Em agosto, houve novas adequações para viabilizar a retomada de obras: a exigência da apresentação de laudos técnicos e de cronogramas físico-financeiros atualizados. Com base nisso, em outubro, o FNDE anunciou a aprovação de 1.049 repactuações para viabilizar a continuidade de obras de escolas públicas e ampliações em todo o Brasil.
Àquela altura, a previsão era de concluir as obras em até 24 meses após a retomada, com possibilidade de uma única prorrogação pelo mesmo período.
Além disso, o andamento financeiro das ações deve atender a, ao menos, duas etapas: a primeira parcela de recursos liberados será equivalente a 15% do valor pactuado, após cumprimento das formalidades necessárias.

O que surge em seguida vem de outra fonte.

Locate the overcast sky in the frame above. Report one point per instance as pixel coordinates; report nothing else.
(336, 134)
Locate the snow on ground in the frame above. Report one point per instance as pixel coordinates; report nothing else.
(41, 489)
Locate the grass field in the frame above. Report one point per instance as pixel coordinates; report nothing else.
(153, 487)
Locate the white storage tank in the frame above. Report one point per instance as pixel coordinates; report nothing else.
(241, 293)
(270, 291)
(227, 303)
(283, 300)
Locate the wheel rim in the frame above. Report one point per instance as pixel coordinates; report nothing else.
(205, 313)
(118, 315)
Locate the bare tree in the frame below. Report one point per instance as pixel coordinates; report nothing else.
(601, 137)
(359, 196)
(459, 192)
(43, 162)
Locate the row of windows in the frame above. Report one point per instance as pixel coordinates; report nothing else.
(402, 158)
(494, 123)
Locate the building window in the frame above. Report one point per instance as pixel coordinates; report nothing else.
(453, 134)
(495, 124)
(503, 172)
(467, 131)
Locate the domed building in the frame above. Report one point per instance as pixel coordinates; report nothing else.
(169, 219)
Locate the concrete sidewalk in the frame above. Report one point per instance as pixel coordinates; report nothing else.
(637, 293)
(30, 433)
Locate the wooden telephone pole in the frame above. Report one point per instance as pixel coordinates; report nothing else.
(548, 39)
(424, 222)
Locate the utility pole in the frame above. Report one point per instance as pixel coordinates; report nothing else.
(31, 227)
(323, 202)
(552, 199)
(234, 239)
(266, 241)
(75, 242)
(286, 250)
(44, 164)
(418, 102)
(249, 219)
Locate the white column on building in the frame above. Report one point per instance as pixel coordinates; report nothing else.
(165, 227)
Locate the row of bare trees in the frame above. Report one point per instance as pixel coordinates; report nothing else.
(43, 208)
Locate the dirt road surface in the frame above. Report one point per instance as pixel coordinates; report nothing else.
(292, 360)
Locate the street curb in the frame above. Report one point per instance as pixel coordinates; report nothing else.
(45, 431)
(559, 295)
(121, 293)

Já o pagamento das parcelas subsequentes exigirá a comprovação de 70% de execução financeira e física dos recursos.
O PontoPoder buscou o Ministério da Educação a fim de entender a situação das obras financiadas pela pasta no Ceará. Quando houver resposta, a matéria será atualizada.
Cidades
Já o Ministério das Cidades destinou recursos a 64 obras no Ceará, com valores em R$ 360 milhões. A pasta engloba as áreas de habitação, infraestrutura e mobilidade urbana, saneamento e outros.
Daqui, é destaque a ampliação do Sistema de Esgotamento Sanitário (SES) em sete bacias de Camocim, orçada em R$ 55 milhões. Para este caso, a execução física está em 84,36% e a financeira, em 87,36%, conforme o TCU. A dificuldade está na discricionariedade do próprio gestor tomador.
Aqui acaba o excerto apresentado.